Assuming our tentative identification was correct, the next question was how the picture ended up in Acton behind a map. The yearbooks showed that none of the brothers lived in Acton at the time, but it was possible that one of the brothers either had Acton roots or that he settled in Acton later in life and left the photo behind. Armed with perhaps too much enthusiasm, we tracked down the DTD brothers listed in the yearbooks. If it turned out that the portrait was not of Acton people, we hoped we could at least confirm its identification and have enough information to find an appropriate home for it.

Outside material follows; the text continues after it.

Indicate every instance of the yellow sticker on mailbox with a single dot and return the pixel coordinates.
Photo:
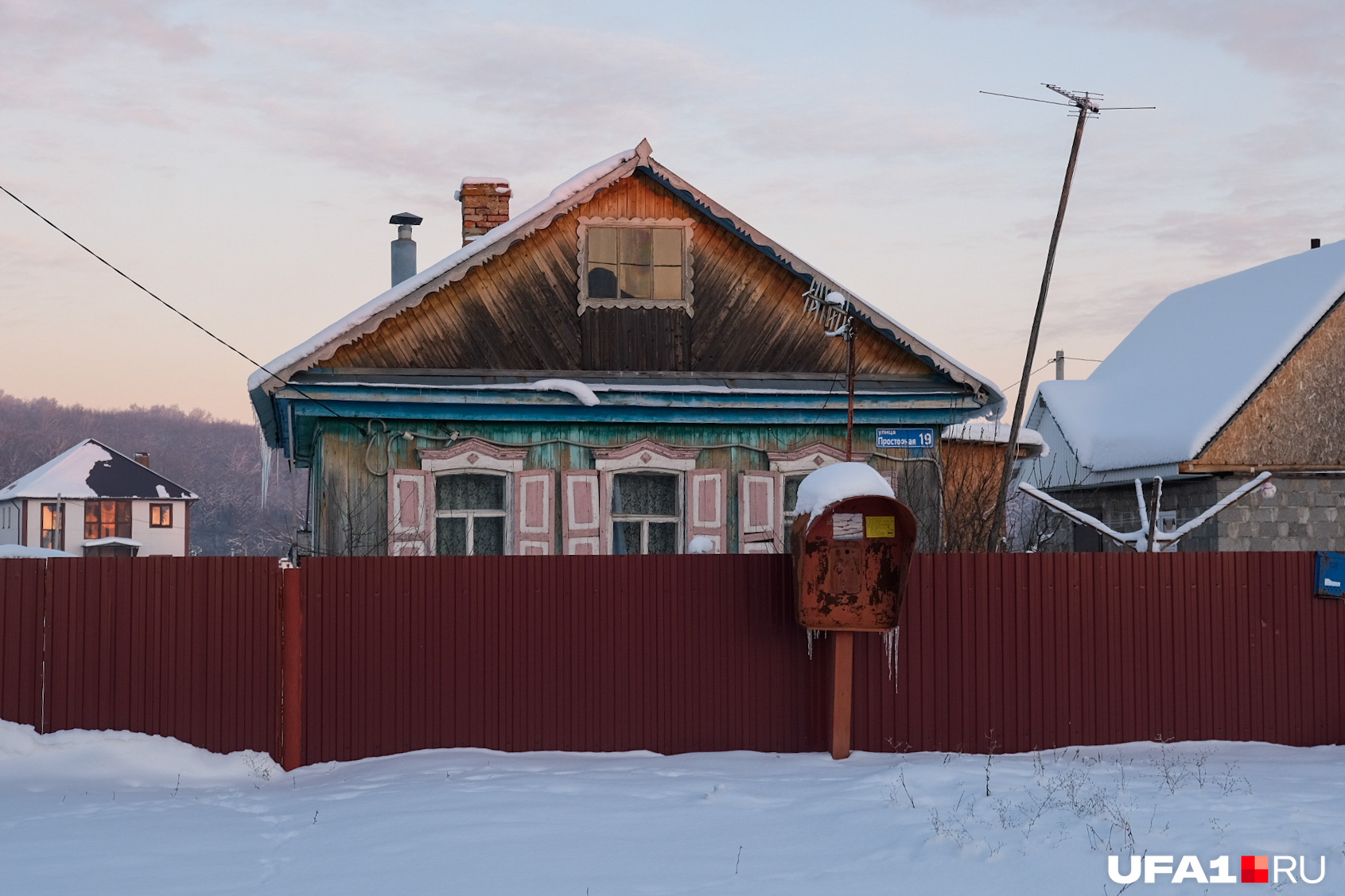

The fraternity brothers were surprisingly easy to trace. Because the MIT yearbooks listed students’ middle name, class, and address, we were mostly able to avoid the “common name” problem that plagues genealogists. The timing was also helpful; the brothers were born early enough that many of their births, marriages, and census records are easily available online, but late enough that many were also included in Social Security records. In addition, the brothers happened to be of the age that they had to register for the draft in both World Wars. Many of them joined the Masons, and for those with Massachusetts Masonic ties, cards listing birth, occupation, residence, and often date of death can also be found online. Many were engineers and travelled, causing them to show up in passport applications, consular records, and passenger lists. It is an ideal era in which to be doing genealogical research.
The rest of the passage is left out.